To determine this was, of course, the next step, with little else thought of, till it was determined. An exploring party, with Smutz to conduct it, was at once landed from the rafts, and set off down the sandy strip. Going in all haste they were soon lost to view among the reeds and bushes at its lower end. Then their reappearance was looked for with eagerness, gradually becoming anxiety as time passed. For the longer they were out of sight, the greater should be the distance to running water again, if such were to be found at all.
They were gone above two hours, which looked bad. But on return, as they drew near, an expression was visible on their faces, which betokened the contrary. The report they brought was that the stream, with abundance of water, issued forth again about five miles below.
This was as favourable as Jan Van Dorn had expected, and, in concert with the other baases, he had conceived a plan, now to be acted on. The rafts were to be taken apart, and, with their lading, transported overland piecemeal. Their lading had been already put ashore, as river, or no river, they could be of no further service there. But they would be below, as much as ever, and it was only a question of portage.
The work was at once set about, the huge structures dismembered, beam by beam, and dragged out on the dry strand. Then a stream of carriers commenced moving along the track where water had once streamed, each with a koker-boom log on his shoulders, that seemed as though it would crush him under its weight. With their naked, bronzed bodies, they looked like so many Atlases bearing worlds, though, in reality, their loads were of the lightest.
Down the omaramba went they, and up again, to and fro, till the last beam had been transported from water to water, with oars, poles, ropes, and all the other paraphernalia, the cargoes being conveyed in like manner. It took time though; all the remainder of that day, and the forenoon of the following, while another day and a half were consumed in the reconstruction of the rafts. An easy task it was, compared with the original building of them, the place of everything being now known, deck-timbers with their attachments, steering gear, the fixing of the cabins and sheds, even to the stowage of the goods and chattels.

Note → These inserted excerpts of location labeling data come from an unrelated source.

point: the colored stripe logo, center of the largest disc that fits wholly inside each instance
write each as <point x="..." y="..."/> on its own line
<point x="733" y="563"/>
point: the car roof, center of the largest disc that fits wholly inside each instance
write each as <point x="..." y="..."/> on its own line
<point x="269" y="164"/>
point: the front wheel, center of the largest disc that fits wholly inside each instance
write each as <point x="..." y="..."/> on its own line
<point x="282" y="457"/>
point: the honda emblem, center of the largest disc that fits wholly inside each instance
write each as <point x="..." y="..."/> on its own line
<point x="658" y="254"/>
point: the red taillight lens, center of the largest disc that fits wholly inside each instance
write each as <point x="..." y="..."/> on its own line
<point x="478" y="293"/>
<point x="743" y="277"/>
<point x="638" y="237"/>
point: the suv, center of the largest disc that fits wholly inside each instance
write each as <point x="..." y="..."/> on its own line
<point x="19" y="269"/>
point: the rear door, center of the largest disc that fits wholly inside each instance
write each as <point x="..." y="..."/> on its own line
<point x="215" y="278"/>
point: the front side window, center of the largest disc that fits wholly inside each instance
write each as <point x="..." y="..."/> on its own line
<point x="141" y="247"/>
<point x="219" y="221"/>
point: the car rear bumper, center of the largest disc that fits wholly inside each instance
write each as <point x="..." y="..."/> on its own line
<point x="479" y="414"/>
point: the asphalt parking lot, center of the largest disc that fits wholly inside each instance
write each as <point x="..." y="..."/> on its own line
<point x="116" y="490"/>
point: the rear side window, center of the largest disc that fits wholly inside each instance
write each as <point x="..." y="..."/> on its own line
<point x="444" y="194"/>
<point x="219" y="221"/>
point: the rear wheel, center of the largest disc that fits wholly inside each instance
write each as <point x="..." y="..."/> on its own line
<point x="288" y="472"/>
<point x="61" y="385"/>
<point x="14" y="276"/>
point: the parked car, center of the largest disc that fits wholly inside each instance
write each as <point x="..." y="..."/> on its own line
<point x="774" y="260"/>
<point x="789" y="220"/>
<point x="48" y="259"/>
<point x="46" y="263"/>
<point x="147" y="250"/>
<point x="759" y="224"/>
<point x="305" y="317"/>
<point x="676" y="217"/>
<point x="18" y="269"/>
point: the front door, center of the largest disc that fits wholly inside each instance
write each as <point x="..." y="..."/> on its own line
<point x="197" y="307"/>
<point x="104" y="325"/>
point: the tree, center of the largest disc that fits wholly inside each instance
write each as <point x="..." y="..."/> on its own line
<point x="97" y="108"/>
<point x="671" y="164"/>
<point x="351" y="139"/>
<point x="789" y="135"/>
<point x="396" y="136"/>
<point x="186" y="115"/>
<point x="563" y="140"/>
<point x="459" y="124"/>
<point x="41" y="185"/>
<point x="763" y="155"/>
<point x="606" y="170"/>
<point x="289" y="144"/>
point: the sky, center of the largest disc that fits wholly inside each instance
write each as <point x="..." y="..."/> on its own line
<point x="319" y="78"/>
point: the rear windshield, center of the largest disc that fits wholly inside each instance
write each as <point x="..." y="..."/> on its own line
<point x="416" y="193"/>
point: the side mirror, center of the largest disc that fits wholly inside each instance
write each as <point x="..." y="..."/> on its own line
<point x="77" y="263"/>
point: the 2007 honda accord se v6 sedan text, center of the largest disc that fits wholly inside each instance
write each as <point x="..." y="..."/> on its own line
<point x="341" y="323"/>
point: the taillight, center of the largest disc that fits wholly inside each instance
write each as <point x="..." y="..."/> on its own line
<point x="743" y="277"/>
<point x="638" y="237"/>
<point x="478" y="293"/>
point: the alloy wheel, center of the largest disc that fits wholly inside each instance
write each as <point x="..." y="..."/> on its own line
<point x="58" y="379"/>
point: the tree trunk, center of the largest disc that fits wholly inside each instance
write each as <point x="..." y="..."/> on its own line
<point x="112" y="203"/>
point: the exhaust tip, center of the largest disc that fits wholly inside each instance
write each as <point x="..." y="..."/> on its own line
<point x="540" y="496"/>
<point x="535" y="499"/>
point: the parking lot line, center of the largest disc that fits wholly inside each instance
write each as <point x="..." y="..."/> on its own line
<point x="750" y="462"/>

On the morning of the fourth day, all was ready for re-embarking, which commenced as soon as breakfast had been eaten. Then off again started the flotilla, water-horses, and everything as before. But not as before carried along by the current, since there was none.
Nor in its absence did the rafters see anything amiss. The place of their re-embarkation was at the inner and upper end of a narrow leit, which widened abruptly below. Once down there, they would find the stream flowing, and get into its current. So supposed they, while pulling and poling on.
Soon, however, to be undeceived, and sadly. After passing the point where the leit terminated, they still found no flow; instead, the water stagnant as in a tan-pit. It stretched before them in a sheet of smooth, unrippled surface, nearly a mile in length, with a width of two or three hundred yards, again narrowing at the lower end, where it entered among trees. On each side it was bordered by a ribbon of sandy beach, which would have been white, but for an array of dark forms that lay thickly over it, giving it a mottled or striated appearance. The sun had not yet dissipated the film which hung over the water, and, seen through this, they might have been mistaken for trunks of trees, stranded when the stream was in flood.
But the Vee-Boers knew better; knew them to be living creatures—the most repulsive of all in the world of animated nature—for they were crocodiles. Of different sizes were they: from ten or twelve feet in length to twice as long; the larger ones having bodies thick as an ordinary barrel; their bulk, too, exaggerated by the magnifying effect of the mist.
There would have been nothing in that, nor their presence there, to cause surprise, but for their numbers. All along the stream, crocodiles had been observed at intervals, basking on the banks, sometimes three or four together. But here were so many hundreds, the strip of beach on both shores literally black with them. They were in all attitudes, some lying flat and at full stretch, others with heads erect and jaws wide apart; still others holding the tail high in air with a turn back towards the body, or laid in crescent curve along the surface of the sand. But all motionless, the only movement observable among them being made by birds of the insect—eating species, a number of which sate perched on their shoulders, every now and then flittering off to catch flies that swarmed around the reptiles, alighting on their foul, ill-odoured skins.